The second official Identity Management Day happens to be during the most intense cybersecurity situations and tensions we’ve seen in history. From the increased cyber threat warnings to Biden’s cry for cybersecurity help — and cyber budget increases — Identity Management Day on April 12 shines light on the importance of identity and access management (IAM) programs.
Amid looming Russian cyber threats and an industry-wide battle cry for \’Zero Trust\’ strategies, organizations from both the private and public sectors are scrambling to embrace and implement Zero Trust strategies across digital assets. An important aspect of Zero Trust is mastering an identity and access management (IAM) program, however, the blurred lines created by a remote workforce and using personal devices for work have made it more challenging than ever for IT and security teams to manage across the organization.
Given the spate of recent attacks leveraging privileged identities, governance of privilege has claimed its stake in Zero Trust initiatives. With this new reality, one imperative element that many businesses overlook is limiting the privileges a person — or a machine — has access to by maintaining zero standing privilege (ZSP). This includes protecting admin authorization and protecting organizations against the discovery of admin credentials, hashes or secrets from inside the network.

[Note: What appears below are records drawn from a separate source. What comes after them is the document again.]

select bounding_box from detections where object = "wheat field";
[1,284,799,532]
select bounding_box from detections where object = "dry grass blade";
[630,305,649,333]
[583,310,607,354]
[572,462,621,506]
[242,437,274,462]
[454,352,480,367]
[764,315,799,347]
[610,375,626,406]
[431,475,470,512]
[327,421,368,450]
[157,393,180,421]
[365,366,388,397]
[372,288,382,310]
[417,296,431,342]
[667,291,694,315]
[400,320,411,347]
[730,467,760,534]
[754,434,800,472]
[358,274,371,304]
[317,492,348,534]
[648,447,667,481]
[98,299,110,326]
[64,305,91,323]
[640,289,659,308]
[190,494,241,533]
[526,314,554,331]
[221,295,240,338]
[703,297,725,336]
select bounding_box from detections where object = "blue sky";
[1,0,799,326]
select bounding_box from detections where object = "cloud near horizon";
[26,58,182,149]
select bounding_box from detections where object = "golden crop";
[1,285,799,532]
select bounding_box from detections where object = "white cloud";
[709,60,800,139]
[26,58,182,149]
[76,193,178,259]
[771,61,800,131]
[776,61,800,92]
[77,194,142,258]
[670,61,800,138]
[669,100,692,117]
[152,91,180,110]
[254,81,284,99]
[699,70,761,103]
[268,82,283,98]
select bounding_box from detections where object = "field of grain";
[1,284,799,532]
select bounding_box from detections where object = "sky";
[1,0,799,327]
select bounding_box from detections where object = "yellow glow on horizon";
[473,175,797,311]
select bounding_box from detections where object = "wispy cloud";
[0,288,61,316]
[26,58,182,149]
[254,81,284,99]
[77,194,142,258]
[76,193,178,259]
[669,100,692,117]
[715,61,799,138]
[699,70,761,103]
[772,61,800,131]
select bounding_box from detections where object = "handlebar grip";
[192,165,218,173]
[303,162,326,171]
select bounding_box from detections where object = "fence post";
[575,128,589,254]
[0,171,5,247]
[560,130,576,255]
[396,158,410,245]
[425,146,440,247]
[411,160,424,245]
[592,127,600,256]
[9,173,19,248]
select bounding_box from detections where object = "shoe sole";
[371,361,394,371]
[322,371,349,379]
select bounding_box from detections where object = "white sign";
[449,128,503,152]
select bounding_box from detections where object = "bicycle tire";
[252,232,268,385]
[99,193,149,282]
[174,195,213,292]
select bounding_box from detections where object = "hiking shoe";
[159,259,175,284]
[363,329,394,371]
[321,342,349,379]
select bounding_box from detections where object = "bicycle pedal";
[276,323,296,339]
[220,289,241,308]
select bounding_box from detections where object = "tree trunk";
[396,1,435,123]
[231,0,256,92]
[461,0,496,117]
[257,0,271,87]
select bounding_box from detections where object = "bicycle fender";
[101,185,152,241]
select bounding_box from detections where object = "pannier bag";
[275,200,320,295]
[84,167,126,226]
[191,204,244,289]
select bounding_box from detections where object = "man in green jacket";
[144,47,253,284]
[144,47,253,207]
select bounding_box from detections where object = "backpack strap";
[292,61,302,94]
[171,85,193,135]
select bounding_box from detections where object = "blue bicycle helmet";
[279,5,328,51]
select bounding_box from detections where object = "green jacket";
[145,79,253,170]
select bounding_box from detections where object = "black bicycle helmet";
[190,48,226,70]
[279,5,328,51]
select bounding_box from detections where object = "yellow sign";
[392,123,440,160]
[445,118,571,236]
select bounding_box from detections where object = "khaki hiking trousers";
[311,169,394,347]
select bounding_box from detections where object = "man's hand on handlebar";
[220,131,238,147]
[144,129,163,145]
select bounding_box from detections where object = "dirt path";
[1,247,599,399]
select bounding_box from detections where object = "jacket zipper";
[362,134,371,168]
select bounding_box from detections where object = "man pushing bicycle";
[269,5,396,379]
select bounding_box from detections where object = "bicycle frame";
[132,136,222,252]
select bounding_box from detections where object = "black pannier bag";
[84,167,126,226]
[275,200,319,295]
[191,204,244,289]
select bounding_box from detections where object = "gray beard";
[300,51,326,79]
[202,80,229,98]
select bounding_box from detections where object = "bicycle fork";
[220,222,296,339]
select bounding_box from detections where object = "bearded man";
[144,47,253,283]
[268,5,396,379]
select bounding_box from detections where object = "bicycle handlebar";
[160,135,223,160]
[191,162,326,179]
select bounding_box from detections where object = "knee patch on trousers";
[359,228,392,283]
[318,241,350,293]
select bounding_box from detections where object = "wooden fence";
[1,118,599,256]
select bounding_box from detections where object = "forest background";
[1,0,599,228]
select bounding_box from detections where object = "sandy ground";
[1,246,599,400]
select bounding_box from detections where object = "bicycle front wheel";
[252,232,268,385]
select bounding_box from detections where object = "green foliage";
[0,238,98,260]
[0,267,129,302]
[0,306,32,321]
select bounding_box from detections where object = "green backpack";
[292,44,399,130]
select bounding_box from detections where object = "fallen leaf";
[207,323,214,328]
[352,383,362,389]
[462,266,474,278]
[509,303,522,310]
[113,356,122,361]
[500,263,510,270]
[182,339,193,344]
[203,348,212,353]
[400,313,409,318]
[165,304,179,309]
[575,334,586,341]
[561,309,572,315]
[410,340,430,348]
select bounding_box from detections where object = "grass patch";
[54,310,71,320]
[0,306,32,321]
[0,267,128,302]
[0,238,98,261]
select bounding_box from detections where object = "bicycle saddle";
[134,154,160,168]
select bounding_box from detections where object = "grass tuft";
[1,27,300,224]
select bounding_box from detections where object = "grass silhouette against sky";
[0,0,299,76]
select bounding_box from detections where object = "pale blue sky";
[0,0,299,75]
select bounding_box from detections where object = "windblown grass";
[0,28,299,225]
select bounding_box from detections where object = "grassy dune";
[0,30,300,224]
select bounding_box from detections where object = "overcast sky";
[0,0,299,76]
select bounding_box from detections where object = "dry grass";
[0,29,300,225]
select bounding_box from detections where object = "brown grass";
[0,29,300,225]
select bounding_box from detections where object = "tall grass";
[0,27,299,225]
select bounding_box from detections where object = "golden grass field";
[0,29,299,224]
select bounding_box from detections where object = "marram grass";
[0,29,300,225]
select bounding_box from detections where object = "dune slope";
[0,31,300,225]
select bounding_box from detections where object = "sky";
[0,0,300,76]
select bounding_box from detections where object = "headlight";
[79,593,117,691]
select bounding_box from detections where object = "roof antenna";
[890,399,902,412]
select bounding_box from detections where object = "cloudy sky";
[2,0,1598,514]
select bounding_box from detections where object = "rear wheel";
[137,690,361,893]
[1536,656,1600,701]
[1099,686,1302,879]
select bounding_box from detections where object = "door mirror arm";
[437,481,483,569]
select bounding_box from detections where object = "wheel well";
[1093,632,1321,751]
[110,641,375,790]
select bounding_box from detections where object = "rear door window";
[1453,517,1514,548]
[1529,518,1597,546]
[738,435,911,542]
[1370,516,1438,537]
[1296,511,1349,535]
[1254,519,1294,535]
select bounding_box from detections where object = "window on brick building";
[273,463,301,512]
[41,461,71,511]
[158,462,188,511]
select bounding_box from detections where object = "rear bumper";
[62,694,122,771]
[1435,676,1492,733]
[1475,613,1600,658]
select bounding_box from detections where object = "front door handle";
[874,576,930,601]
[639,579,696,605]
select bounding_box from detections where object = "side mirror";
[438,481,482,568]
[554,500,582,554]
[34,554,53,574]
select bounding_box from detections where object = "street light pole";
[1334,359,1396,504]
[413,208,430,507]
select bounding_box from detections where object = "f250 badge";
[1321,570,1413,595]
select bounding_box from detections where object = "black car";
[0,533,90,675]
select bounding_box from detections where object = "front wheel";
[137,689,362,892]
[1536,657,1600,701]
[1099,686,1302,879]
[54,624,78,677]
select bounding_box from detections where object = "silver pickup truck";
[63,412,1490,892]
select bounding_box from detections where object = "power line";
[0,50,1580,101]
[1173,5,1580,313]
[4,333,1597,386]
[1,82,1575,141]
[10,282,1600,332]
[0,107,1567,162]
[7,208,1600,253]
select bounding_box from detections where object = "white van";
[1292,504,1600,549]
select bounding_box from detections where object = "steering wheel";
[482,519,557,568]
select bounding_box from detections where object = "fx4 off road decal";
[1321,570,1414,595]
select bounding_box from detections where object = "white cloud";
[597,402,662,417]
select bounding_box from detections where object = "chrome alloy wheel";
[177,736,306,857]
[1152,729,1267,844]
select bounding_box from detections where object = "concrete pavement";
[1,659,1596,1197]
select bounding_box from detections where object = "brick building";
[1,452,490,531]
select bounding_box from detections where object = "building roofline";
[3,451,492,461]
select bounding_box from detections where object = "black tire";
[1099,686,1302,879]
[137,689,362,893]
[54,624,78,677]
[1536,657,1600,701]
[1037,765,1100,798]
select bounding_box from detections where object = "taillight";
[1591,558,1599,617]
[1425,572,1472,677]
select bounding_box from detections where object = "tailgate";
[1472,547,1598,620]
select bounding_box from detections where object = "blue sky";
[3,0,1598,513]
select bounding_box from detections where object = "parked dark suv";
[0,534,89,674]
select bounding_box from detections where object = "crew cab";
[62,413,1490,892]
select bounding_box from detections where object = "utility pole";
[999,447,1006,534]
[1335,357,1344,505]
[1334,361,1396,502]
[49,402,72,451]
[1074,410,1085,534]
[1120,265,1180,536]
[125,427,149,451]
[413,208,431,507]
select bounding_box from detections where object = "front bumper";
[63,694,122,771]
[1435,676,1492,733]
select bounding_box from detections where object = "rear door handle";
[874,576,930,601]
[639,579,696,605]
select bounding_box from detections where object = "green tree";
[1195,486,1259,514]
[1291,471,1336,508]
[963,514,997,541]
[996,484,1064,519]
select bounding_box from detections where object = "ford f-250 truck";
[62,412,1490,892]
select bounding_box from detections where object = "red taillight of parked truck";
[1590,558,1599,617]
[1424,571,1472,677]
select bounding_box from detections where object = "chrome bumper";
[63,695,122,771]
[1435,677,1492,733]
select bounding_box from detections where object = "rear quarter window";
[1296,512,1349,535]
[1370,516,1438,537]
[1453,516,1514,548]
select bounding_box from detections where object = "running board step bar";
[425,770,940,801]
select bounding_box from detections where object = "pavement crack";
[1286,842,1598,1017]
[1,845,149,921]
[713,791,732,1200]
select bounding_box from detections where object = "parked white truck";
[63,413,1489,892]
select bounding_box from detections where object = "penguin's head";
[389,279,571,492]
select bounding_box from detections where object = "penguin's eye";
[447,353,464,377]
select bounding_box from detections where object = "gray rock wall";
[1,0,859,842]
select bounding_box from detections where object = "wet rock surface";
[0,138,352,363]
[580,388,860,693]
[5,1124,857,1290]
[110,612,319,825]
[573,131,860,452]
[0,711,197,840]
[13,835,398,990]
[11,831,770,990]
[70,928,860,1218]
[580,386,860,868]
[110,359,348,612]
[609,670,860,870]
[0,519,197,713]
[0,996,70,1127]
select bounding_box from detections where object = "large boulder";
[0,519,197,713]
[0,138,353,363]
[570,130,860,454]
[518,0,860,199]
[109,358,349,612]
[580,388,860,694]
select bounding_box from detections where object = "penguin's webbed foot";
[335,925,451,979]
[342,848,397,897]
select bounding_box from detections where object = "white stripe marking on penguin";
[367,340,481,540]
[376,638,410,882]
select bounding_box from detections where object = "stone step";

Reducing the attack surface is the most important proactive IAM measure an organization can do to mitigate threats, as the majority of today\’s attackers accomplish their mission by leveraging privilege (or admin) account sprawl — a very large and highly exploited attack surface. Simply put, today\’s hackers know what they\’re doing. Once an attacker is inside any infrastructure or system, for example, elevating privileges and moving laterally to find crown jewels is straightforward. From there, they can encrypt data, execute a ransomware attack, and much more.